NEW ORLEANS (AP) - A New Orleans man is accused of prostituting his girlfriend in a number of states and making her drug and rob men, including one who died.
Arraignment is scheduled Tuesday for Randy Jonal Schenck, who is accused in a federal indictment of posting sex ads with the woman's photo in places that include California, Louisiana, New Mexico, Texas, Arizona, Tennessee, and Georgia. Some of those ads "were explicitly commercial," according to the indictment. Schenck's arraignment is scheduled for Tuesday.
The two met in early 2013, and Schenck made the woman prostitute herself from at least October 2013 until September 2017, when they were arrested in Sandy Springs, Georgia, according to the indictment.
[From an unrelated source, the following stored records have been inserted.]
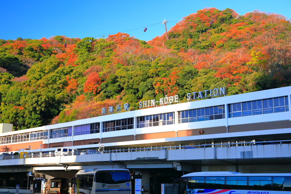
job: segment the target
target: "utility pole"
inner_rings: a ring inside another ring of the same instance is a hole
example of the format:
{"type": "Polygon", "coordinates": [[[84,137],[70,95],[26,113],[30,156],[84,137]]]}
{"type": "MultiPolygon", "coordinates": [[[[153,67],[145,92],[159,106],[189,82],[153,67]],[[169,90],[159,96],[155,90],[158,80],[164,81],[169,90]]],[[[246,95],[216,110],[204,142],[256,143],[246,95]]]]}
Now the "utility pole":
{"type": "Polygon", "coordinates": [[[167,36],[167,40],[169,40],[169,36],[168,36],[168,31],[167,31],[167,26],[166,25],[166,23],[168,21],[166,21],[166,19],[165,19],[163,20],[163,22],[162,23],[162,24],[165,24],[165,28],[166,28],[166,35],[167,36]]]}

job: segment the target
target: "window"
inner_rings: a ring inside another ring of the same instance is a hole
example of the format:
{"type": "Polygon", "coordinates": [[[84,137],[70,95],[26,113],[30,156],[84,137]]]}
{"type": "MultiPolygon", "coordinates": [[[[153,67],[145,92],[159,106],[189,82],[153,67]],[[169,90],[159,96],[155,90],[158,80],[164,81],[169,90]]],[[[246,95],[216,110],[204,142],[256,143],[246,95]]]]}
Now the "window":
{"type": "Polygon", "coordinates": [[[272,190],[272,177],[249,177],[249,189],[272,190]]]}
{"type": "Polygon", "coordinates": [[[173,112],[137,117],[137,128],[148,127],[175,124],[173,112]]]}
{"type": "Polygon", "coordinates": [[[229,118],[289,111],[288,96],[228,105],[229,118]]]}
{"type": "Polygon", "coordinates": [[[246,189],[247,187],[246,177],[227,177],[226,189],[246,189]]]}
{"type": "MultiPolygon", "coordinates": [[[[43,140],[47,139],[47,135],[48,134],[48,131],[42,131],[32,132],[30,133],[29,140],[43,140]]],[[[17,138],[18,137],[16,137],[17,138]]]]}
{"type": "Polygon", "coordinates": [[[51,182],[51,187],[52,188],[59,188],[61,186],[61,182],[56,181],[51,182]]]}
{"type": "Polygon", "coordinates": [[[75,127],[74,135],[80,135],[100,133],[100,123],[78,125],[75,127]]]}
{"type": "Polygon", "coordinates": [[[51,138],[58,138],[72,136],[72,127],[51,129],[51,138]]]}
{"type": "Polygon", "coordinates": [[[133,117],[103,122],[103,132],[133,128],[133,117]]]}
{"type": "Polygon", "coordinates": [[[80,188],[91,190],[94,177],[94,174],[93,173],[78,174],[77,178],[80,182],[80,188]]]}
{"type": "Polygon", "coordinates": [[[11,135],[2,137],[0,139],[0,144],[4,144],[10,143],[11,142],[11,135]]]}
{"type": "Polygon", "coordinates": [[[96,123],[90,124],[90,133],[100,133],[100,123],[96,123]]]}
{"type": "Polygon", "coordinates": [[[224,105],[187,110],[178,112],[179,123],[225,118],[224,105]]]}
{"type": "Polygon", "coordinates": [[[106,184],[120,184],[130,181],[129,172],[116,171],[97,172],[95,179],[95,182],[106,184]]]}

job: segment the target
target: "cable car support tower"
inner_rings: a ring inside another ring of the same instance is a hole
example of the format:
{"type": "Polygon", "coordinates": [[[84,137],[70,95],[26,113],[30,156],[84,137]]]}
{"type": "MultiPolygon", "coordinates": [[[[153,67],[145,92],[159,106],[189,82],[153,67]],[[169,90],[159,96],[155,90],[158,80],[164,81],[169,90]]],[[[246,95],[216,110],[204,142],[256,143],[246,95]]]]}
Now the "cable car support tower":
{"type": "Polygon", "coordinates": [[[167,40],[169,40],[169,36],[168,36],[168,31],[167,31],[167,26],[166,25],[166,23],[168,21],[166,21],[166,19],[165,19],[163,20],[163,22],[161,23],[165,24],[165,28],[166,28],[166,35],[167,36],[167,40]]]}

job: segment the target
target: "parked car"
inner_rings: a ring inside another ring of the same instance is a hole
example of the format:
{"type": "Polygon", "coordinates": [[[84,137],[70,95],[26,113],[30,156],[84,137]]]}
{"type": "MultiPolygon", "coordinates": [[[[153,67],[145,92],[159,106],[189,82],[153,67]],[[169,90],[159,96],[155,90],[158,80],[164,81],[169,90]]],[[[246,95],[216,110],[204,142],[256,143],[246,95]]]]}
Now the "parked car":
{"type": "Polygon", "coordinates": [[[82,151],[81,153],[81,155],[84,154],[100,154],[100,152],[96,150],[91,149],[85,149],[82,151]]]}
{"type": "Polygon", "coordinates": [[[67,147],[60,147],[55,151],[55,156],[72,156],[79,155],[80,154],[76,149],[67,147]]]}

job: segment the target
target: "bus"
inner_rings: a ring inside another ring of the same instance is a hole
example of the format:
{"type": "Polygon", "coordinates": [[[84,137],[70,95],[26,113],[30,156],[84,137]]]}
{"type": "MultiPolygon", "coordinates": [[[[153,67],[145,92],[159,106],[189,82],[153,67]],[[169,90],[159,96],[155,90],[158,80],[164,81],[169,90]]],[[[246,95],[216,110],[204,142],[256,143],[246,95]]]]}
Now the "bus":
{"type": "Polygon", "coordinates": [[[75,176],[70,193],[131,194],[129,170],[119,168],[81,170],[75,176]]]}
{"type": "Polygon", "coordinates": [[[199,172],[179,179],[178,194],[291,193],[291,173],[199,172]]]}

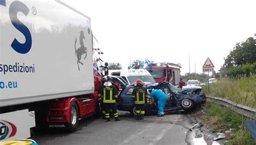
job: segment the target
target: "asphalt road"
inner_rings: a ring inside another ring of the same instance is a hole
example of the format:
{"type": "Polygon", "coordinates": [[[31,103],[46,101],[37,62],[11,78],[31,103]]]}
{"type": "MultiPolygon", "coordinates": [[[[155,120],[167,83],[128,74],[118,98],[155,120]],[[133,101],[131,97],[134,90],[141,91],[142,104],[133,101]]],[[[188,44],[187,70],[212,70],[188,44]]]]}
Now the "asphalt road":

Schenck, also known as "RuRu" and "Shaq," was indicted earlier this month on charges of sex trafficking by coercion; transporting someone for prostitution; using an interstate facility for illegal activity, which involved posting ads for paid sex on websites or an app; wire fraud for using the debit card of the man who died; and aggravated theft of the man's identity. Penalties range from 15 years to life if he is convicted on all charges.
His court-appointed attorney, Arthur Lemann III, did not respond to an email and call Thursday requesting comment.
The man who died is identified only by the initials S.A. in the indictment handed up Feb. 7 and in a sworn statement filed with the woman's guilty plea in December on charges of identity theft and conspiracy. News accounts have identified him as Shawn Arthur, 40, of suburban Metairie, whose body was found when Jefferson Parish sheriff's deputies made a wellness check Feb. 25, 2017.
That was the day after the woman met with "S.A." and drugged his drink, according to court documents. She has pleaded guilty to aggravated identity theft and conspiracy and agreed to a seven-year sentence. Although she has been identified in court documents and news reports, The Associated Press is withholding her name as a victim of an alleged sex crime.
Arthur's father, Bob Arthur, was glad the federal government filed charges but questioned why the local district attorney had not.
The charges against Schenck and the woman do not "deal with the loss of life," Bob Arthur said in a statement to The Times-Picayune / The New Orleans Advocate. "Whether intentional or not, our son Shawn Arthur died while a felony was being committed in his apartment. ... According to Louisiana law, that is murder."
The District Attorney's Office declined comment, the newspaper reported.
The Jefferson Parish Coroner's Office originally classified Arthur's death as accidental but changed it to "unclassified" soon after the Huffington Post published an article about the case.
The woman's sworn statement said Schenck convinced her to work as an escort but about two months later coerced her - partly by promising to help her get custody of her children - into a "prostitution-based criminal operation." That "evolved" into spiking the drinks of victims and steal from them, she said. Schenck controlled her by threatening, slapping, beating and choking her and threatening to hurt or have someone else hurt her relatives, according to the statement.
The indictment against Schenck accuses him of posting ads on the now-defunct website "Backpage.com" in Tucson and Phoenix, Arizona; Los Angeles and Bakersfield, California, and Albuquerque, New Mexico; and of using the social media app "Meet Me" to "meet and thereafter schedule interaction with S.A."
Schenck and the woman used S.A.'s debit card at a Walmart and a Discount City market and gas station, according to the indictment. He drove her from Louisiana to Georgia and to Arizona for prostitution.
The indictment's descriptions of specific offenses do not mention Texas or Tennessee. The woman's statement describes a victim in Houston.
That statement also says Schenck and the woman were arrested at a Georgia hotel after a victim - from whom a safe, a Jeep Grand Cherokee, multiple smartphones and a laptop computer had been stolen - used "Find My iPhone" and located one of his phones there.
At the time of arrest, the woman "was bleeding from her nose, had a swollen lip and puncture consistent with her teeth biting through her lip, and a substance consistent with black electrical tape around one of her arms," the indictment said.